The Gemological Institute of America will delay issuing synthetic diamond grading reports while it re-evaluates trade concerns, Donna Baker, GIA acting president, said during an exclusive interview with JCK.

Baker said that GIA made its decision after speaking with synthetic diamond and natural diamond manufacturers.

“GIA is going to continue the dialogue with individuals and companies on all sides of the synthetics question, the grading of synthetic diamonds. Opinions on this issue have been all over the place,” Baker said. “I think the reactions from different segments on all sides of this question were particularly strong.”

Ralph Destino, GIA chairman, on June 28 announced at the World Diamond Congress in Tel Aviv, that the GIA Gem Lab would be quality grading synthetic diamonds. Since the announcement, GIA has received criticism from all sides of the issue, Baker said.

The harshest critic has been Tom Chatham, the largest gem-quality synthetic diamond supplier in the U.S. In a letter to Baker and others in the industry, he said that if the proposed grading report doesn’t change, he will not have his diamonds graded by GIA.

“If this stands, Chatham will not use this service nor will any of the other producers send stones to the GIA for grading, in effect making this a worthless effort, one that could have benefited the institutes’ knowledge considerably,” he wrote.

He also told JCK, that he believes the grading report is designed to favor natural diamond manufacturers.

“All of this is a very obvious move by the diamond industry to stifle competition under the guise of protecting the public,” he said.

His biggest objection is the use of the word “synthetic” to describe lab-created gems.

“This is about the publics’ right to make an informed decision without bias, he told JCK. After all, wasn’t that the intension of Richard Liddicoat when he created the diamond grading system? He took out all the confusing language and made it a level playing field. Many don’t remember what his system replaced. Can you tell me what a “Top Wesselton” was? Most can’t. Consumers certainly couldn’t. This was trade language and the consumer did not have a clue. Same with the word ‘synthetic.'”

He continued, “Consumers do not have GIA diplomas. They understand products with common usage words. I want to make it perfectly clear this is not an attempt to champion “created” or “cultured,” that is not the responsibility of the GIA nor my objection in their actions. I applaud the GIA’s reasoning to include all diamonds in their grading system because it would benefit the consumers’ ability to compare and make an informed decision.
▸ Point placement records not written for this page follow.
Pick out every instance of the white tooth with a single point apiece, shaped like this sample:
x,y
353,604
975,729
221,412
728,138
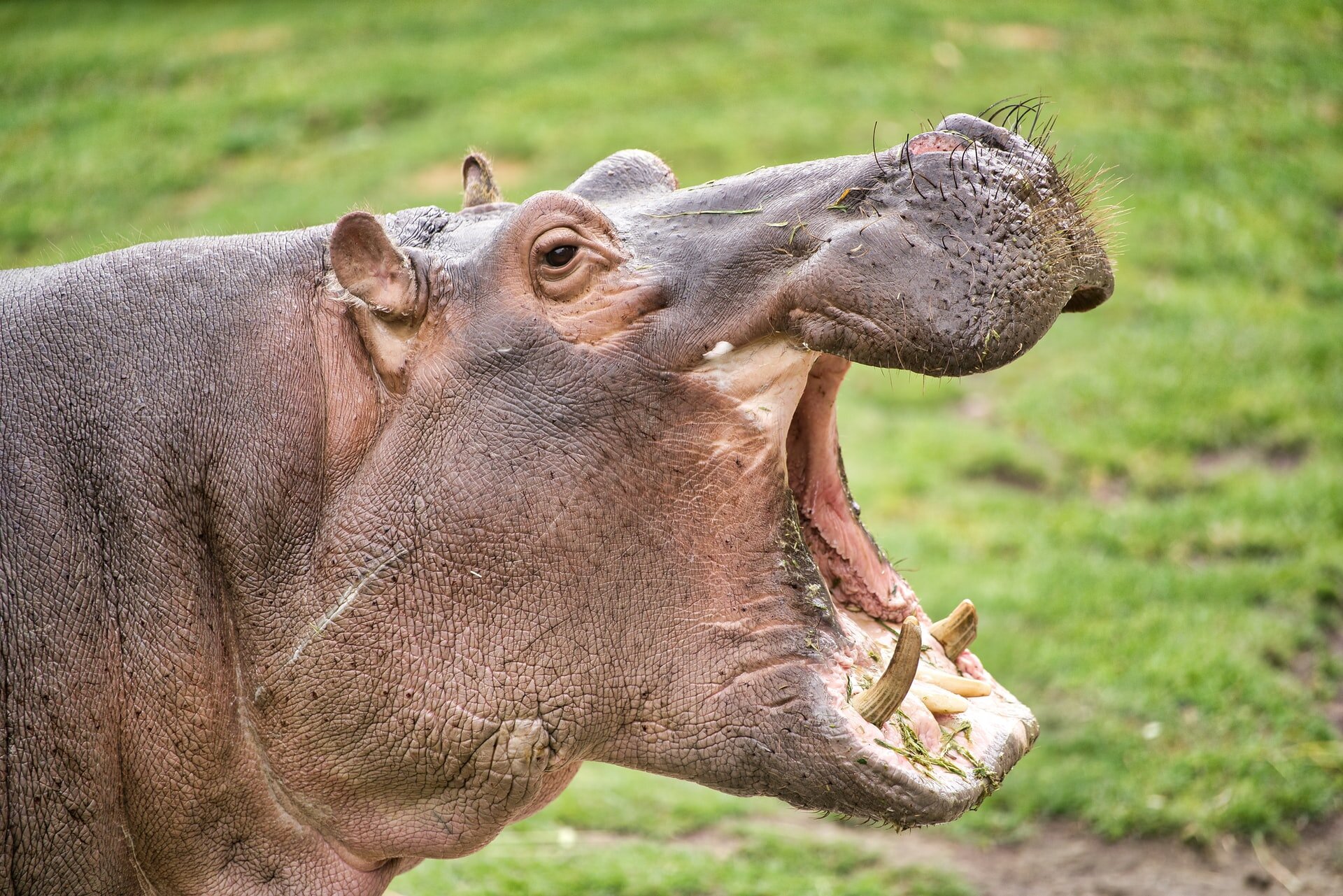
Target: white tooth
x,y
958,630
955,684
880,702
940,703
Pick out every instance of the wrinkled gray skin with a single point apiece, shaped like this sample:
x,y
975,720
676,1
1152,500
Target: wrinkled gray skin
x,y
300,588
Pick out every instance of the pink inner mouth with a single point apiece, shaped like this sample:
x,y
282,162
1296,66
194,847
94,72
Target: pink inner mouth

Throwing up weasel words with ambiguous meanings would not. Using the term synthetic would add confusion in the public arena. Using the term “man-made” would not. Anyone who would insist on “synthetic” is not thinking of the public’s good will, only their own pocket books.”

Baker said GIA will evaluate all concerns.

“We will take a step back and we will consider carefully all of the views before going forward,” she said. “We’ll continue the dialogue so that no one is surprised”

However, how quickly GIA will respond is up in the air. Baker said no time line and no time frame have been established for this dialogue to end, and grading reports to be issued. This places the actual launching of the report on hold indefinitely.